Minister of Rural Development
- In office April 2, 1973 – October 10, 1975
- Preceded by: Office Established
- Succeeded by: John Lundrigan

Member of the House of Assembly for Trinity-Bay de Verde
- In office 1972-1975
- Preceded by: Rupert Bartlett
- Succeeded by: Frederick Rowe
- In office 1982-1989
- Preceded by: Frederick Rowe
- Succeeded by: Lloyd Snow

Minister of community and Social Development
- In office December 1, 1972-April 2, 1973
- Preceded by: Aubrey Senior
- Succeeded by: Office Abolished

Personal details
- Born: 1921 Heart's Delight, Dominion of Newfoundland
- Died: 1991 (aged 69–70)
- Party: Progressive Conservative
- Parent: F.E. Reid (father);
- Occupation: businessman

Military service
- Allegiance: United Kingdom
- Branch/service: Royal Air Force
- Battles/wars: Second World War

= James Reid (Newfoundland politician) =

Canadian politician

James Gordon Bartlett Reid (1921-1991) was a businessman and politician in Newfoundland.

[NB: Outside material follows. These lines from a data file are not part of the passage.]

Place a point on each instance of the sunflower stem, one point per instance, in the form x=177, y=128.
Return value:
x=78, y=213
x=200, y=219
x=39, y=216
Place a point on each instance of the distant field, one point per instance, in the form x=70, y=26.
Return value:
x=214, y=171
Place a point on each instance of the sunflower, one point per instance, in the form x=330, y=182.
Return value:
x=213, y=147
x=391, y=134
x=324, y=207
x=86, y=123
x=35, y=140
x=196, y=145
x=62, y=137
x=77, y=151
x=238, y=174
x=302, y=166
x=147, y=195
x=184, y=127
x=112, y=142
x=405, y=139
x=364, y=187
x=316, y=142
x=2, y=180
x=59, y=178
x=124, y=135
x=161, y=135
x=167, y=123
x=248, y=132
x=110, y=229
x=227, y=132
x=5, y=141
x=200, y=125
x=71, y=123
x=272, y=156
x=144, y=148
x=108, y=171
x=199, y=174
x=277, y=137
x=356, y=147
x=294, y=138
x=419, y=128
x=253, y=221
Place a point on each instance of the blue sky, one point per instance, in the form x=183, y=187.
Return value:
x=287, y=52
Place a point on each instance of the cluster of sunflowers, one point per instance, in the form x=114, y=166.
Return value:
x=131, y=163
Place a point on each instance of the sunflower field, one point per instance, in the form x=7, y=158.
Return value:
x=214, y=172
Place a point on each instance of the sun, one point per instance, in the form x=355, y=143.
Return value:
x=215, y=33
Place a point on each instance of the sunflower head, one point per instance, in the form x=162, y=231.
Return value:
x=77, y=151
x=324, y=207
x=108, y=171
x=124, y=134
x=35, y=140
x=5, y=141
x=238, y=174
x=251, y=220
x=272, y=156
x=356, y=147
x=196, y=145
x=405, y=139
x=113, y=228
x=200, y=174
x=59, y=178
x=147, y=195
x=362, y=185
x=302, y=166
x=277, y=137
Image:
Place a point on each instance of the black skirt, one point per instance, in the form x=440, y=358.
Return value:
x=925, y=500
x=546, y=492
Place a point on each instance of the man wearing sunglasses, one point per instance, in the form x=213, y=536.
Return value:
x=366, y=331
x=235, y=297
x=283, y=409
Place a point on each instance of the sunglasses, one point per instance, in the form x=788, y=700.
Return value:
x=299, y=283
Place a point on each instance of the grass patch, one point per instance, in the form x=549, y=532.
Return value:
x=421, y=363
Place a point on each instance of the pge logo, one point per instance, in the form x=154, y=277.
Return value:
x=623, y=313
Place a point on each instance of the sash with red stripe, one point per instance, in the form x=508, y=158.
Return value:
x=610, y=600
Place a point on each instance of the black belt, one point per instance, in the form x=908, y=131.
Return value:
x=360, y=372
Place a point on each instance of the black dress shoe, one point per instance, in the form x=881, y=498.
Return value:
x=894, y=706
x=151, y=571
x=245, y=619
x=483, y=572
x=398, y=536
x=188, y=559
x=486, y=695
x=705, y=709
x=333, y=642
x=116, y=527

He represented Trinity-Bay de Verde in the Newfoundland House of Assembly from 1972 to 1975 and from 1982 to 1989.

== Early life ==
The son of F.E. Reid, he was born in Heart's Delight and was educated there.

== Military career ==
Reid served in the Royal Air Force during the Second World War.

== Business career ==
After the war, he established several businesses in the Heart's Delight area, including a construction and heavy equipment company.

== Political career ==
Reid became the first mayor of Heart's Delight-Islington in 1972.

He was elected to the provincial assembly in 1972 and served in the Newfoundland cabinet as Minister of Community and Social Development. Reid was defeated when he ran for reelection in 1975; he was reelected in 1982 and 1985. He did not run for reelection in 1989 due to poor health.